The American Civil Liberties Union, The ACLU of Oklahoma, Lambda Legal and Jenner & Block LLP, which represent the plaintiffs, vowed to appeal the district court decision.
"This is a devastating result for transgender youth and their families in Oklahoma and across the region," the organizations maintained in a joint statement.
"Denying transgender youth equality before the law and needlessly withholding the necessary medical care their families and their doctors know is right for them has caused and will continue to cause serious harm."
Signed into law by Stitt in early May, SB 613 prohibits healthcare providers from giving children "surgical procedures that alter or remove physical or anatomical characteristics or features that are typical for the individual's biological sex."
The law also prohibits giving "puberty-blocking drugs, cross-sex hormones, or other drugs to suppress or delay normal puberty or to promote the development of feminizing or masculinizing features consistent with the opposite biological sex" for youth suffering from gender dysphoria.
Shortly after SB 613 was signed into law, the ACLU and other progressive groups filed suit on behalf of five trans-identified youth and their parents, as well as one healthcare provider.
The suit named as defendants Oklahoma Attorney General Gentner Drummond, members of the Oklahoma State Board of Medical Licensure and Supervision, the Oklahoma Board of Nursing, the Oklahoma State Board of Osteopathic Examiners, the University Hospitals Authority and the University Hospitals Trust.
Nearly two dozen states have enacted laws or policies that restrict medical providers from conducting cosmetic sex change surgeries or hormone interventions on minors with gender dysphoria.
In late September, a three-judge panel of the U.S. 6th Circuit Court of Appeals ruled 2-1 to uphold laws in Kentucky and Tennessee that prohibit sex-change surgeries and hormonal interventions for minors who identify as the opposite sex.

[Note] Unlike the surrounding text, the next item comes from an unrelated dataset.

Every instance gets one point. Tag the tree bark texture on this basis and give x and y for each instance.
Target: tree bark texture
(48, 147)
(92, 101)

In a majority opinion, Chief Judge Jeffrey S. Sutton, a George W. Bush appointee, wrote that when "the Constitution is neutral about an issue, legislatures have considerable discretion to regulate the matter."
In June, a federal judge struck down Arkansas' law banning sex change surgeries and hormonal interventions for minors with gender dysphoria. Judge James M. Moody, Jr., an Obama appointee, ruled that while "gender-affirming medical treatments can have potential risks and side effects," these risks were "not categorically different than the types of risks that other types of pediatric healthcare pose."